I don't think there's a convenient formula for this in full generality. One way to do it this:

The number of solutions in integers to the equation $$k_1+k_2+\cdots+k_m=k$$ subject to $k_1+k_2+\cdots+k_m=k,\ i=1,2,\dots,m$ is the coefficient of $x^k$ in $$(1+x+x^2+\cdots+x^{n_1})(1+x+x^2+\cdots+x^{n_2})\cdots(1+x+x^2+\cdots+x^{n_m})$$

Think about how you go about expanding the polynomial, and I'm sure you'll see why this is the case.
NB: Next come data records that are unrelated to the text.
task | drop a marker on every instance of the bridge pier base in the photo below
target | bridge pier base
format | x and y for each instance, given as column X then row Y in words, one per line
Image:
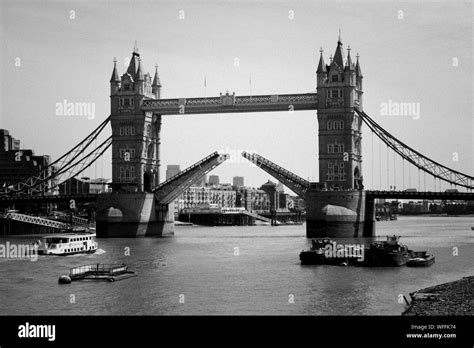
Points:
column 125, row 215
column 339, row 214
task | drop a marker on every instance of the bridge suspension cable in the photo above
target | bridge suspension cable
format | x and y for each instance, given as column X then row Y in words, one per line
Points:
column 69, row 165
column 420, row 161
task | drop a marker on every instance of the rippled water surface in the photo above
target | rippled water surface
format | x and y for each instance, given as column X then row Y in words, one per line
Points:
column 200, row 265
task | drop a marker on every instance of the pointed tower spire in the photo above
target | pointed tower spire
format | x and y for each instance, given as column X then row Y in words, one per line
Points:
column 156, row 79
column 115, row 77
column 339, row 52
column 139, row 76
column 321, row 65
column 349, row 64
column 358, row 71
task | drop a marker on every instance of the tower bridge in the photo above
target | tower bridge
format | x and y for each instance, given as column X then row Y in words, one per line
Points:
column 338, row 205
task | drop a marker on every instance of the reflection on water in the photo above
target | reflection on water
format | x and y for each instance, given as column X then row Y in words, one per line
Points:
column 237, row 270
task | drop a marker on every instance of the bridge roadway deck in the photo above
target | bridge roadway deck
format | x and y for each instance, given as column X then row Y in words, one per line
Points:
column 91, row 197
column 429, row 195
column 232, row 104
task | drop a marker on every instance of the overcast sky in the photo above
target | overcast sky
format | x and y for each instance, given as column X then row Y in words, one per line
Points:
column 418, row 52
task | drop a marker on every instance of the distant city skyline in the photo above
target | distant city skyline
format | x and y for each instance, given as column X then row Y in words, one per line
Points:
column 54, row 53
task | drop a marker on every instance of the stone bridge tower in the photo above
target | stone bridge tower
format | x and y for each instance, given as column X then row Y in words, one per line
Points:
column 338, row 207
column 135, row 133
column 339, row 87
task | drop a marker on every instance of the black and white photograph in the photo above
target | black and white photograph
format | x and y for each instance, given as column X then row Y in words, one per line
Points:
column 192, row 167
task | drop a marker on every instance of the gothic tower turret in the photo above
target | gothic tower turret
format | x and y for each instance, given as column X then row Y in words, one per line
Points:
column 135, row 133
column 114, row 80
column 156, row 85
column 339, row 89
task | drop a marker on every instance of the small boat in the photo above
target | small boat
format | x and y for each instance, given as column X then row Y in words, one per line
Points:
column 420, row 259
column 387, row 253
column 97, row 271
column 68, row 244
column 315, row 256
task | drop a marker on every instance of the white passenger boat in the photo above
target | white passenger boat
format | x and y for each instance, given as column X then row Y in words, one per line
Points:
column 68, row 244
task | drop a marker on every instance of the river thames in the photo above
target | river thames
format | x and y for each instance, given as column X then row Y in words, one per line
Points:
column 236, row 271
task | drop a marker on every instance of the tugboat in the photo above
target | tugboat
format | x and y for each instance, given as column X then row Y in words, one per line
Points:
column 387, row 253
column 420, row 259
column 315, row 256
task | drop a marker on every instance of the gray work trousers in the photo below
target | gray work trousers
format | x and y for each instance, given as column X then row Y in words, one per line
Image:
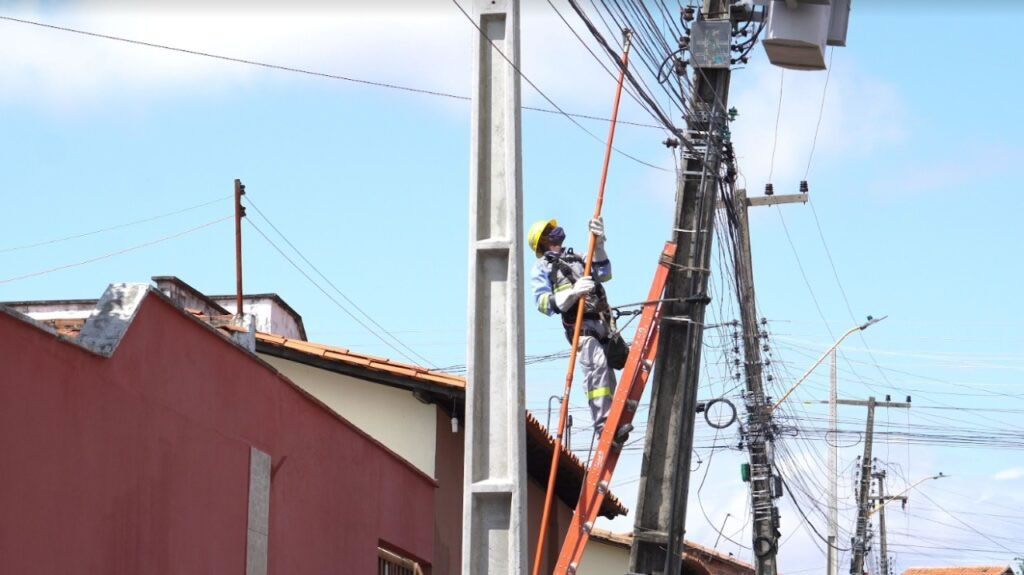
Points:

For special cases, such as when all the $n_i$ are equal, you can get a formula. For example, suppose $m=7,\ k=15,$ and each $n_i=3$. Then we want the coefficient of $x^{15}$ in $$\begin{align} (1+x+x^2+x^3)^7&=\left(\frac{1-x^4}{1-x}\right)^7\\ &=(1-x^4)^7(1-x)^{-7}\\ &=\sum_{k=0}^7(-1)^k\binom7kx^{4k}\sum_{k=0}^\infty(-1)^k\binom{-7}kx^k\\ &=\sum_{k=0}^7(-1)^k\binom7kx^{4k}\sum_{k=0}^\infty\binom{k+6}{6}x^k \end{align}$$

Now we just have to pick out the terms that contribute to the coefficient of $x^{15}$. I get $$\binom70\binom{21}6-\binom71\binom{17}6+\binom72\binom{13}{6}-\binom73\binom96$$

If I had to do a problem like the one you described, I'd do it with a computer algebra system.